PRAGUE – Les hommes politiques tchèques ont tendance à se vanter que leur pays est l’un des plus sûrs au monde en matière de violence par armes à feu. Mais la pire tuerie de masse de l’histoire du pays cette semaine – ainsi que d’autres fusillades au cours de la dernière décennie – suggèrent que ce n’est peut-être pas vrai.
Au département de la faculté des arts à Université Charlesoù 14 personnes ont été tuées et des dizaines d’autres blessées jeudi, le tireur était un excellent étudiant, selon la police. Mais le jeune homme de 24 ans avait également un penchant pour les armes à feu et possédait un permis pour huit armes, dont deux armes longues, a indiqué la police.
Les autorités ont déclaré que l’assaillant solitaire n’avait pas de casier judiciaire et qu’il n’avait donc pas attiré l’attention des autorités.
« Ce type d’attaque est vraiment difficile à prévenir », a déclaré vendredi le ministre de l’intérieur Vit Rakusan.
Le tireur, qui s’est suicidé alors que la police se rapprochait, serait tchèque. Le chef de la police, Tomas Vondrasek, a déclaré que les policiers avaient trouvé un arsenal d’armes et de nombreuses munitions que le suspect avait dû transporter sans se faire remarquer jusqu’au bâtiment de l’université avant d’ouvrir le feu.
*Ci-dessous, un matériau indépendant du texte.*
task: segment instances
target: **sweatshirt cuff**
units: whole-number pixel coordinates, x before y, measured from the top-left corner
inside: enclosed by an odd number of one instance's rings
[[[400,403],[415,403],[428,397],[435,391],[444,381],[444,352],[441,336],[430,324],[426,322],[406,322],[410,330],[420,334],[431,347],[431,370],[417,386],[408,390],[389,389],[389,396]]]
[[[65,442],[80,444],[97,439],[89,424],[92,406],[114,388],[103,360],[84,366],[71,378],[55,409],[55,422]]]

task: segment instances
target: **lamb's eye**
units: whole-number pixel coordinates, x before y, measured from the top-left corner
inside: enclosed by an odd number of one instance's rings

La République tchèque peut difficilement être comparée aux États-Unis, mais sa législation sur les armes à feu est considérée comme libérale en Europe après avoir remplacé les restrictions imposées par le régime communiste totalitaire qui a été renversé lors de la révolution de velours de 1989.
En 2021, le Parlement a modifié la Charte des droits et libertés fondamentaux de la Constitution pour donner aux citoyens le droit de se défendre ou de défendre d’autres personnes avec une arme à feu. Cette mesure, adoptée après que plus de 100 000 personnes ont signé une pétition de soutien, signifie que ce droit ne peut pas être limité par une loi distincte.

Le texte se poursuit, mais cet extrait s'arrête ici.